Franco was supposed to write and direct a film for Eurocine Productions in 1980 called Lake of the Living Dead but after submitting the basic plot summary, he had a falling out with the producers, Marius and Daniel Lesoeur, over the ridiculously low budget he was allotted, and the producers immediately hired French horror film director Jean Rollin to direct it. Many fans regard this as a Franco film, although Franco only contributed the basic plot points. Rollin later said in interviews he only did the film as a favor for the Lesoeurs, and that if he had known "how bad" the script was, he would not have done it.
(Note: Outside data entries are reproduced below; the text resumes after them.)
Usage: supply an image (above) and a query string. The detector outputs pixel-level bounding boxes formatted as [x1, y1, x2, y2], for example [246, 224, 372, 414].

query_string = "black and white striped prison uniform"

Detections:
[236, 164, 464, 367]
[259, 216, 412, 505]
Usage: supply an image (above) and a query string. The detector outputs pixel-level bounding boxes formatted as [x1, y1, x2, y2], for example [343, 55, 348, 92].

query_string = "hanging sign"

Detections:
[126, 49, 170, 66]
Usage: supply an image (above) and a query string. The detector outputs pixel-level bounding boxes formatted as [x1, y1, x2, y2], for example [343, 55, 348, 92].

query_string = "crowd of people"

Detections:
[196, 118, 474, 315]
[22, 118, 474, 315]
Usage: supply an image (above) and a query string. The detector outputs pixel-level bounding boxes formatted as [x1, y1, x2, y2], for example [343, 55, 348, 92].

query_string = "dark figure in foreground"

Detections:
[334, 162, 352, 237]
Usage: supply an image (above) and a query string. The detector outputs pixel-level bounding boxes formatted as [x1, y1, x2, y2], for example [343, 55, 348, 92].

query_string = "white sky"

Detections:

He later deleted it from his filmography.
The Lesoeurs later had Rollin shoot new zombie footage in 1981 to be added to Franco's A Virgin Among the Living Dead for its 1981 re-release. Recently, Franco purists insisted that Virgin be released in its former unadulterated form on DVD, as the added Jean Rollin footage greatly slowed down the pace of the film and was really only filler material.
Franco later directed another film for the Lesouers called Oasis of the Zombies in 1981, which had a plot very similar to Zombie Lake. Franco simultaneously shot a variant version of Oasis of the Zombies starring Lina Romay and his "regulars" which was apparently released only in Spain, under the title La Tumba de los Muertos Vivientes.

Death

Franco suffered a severe stroke on 27 March 2013, and was taken to a hospital in Málaga, Spain, where he died six days later, on the morning of 2 April. He was 82 years old.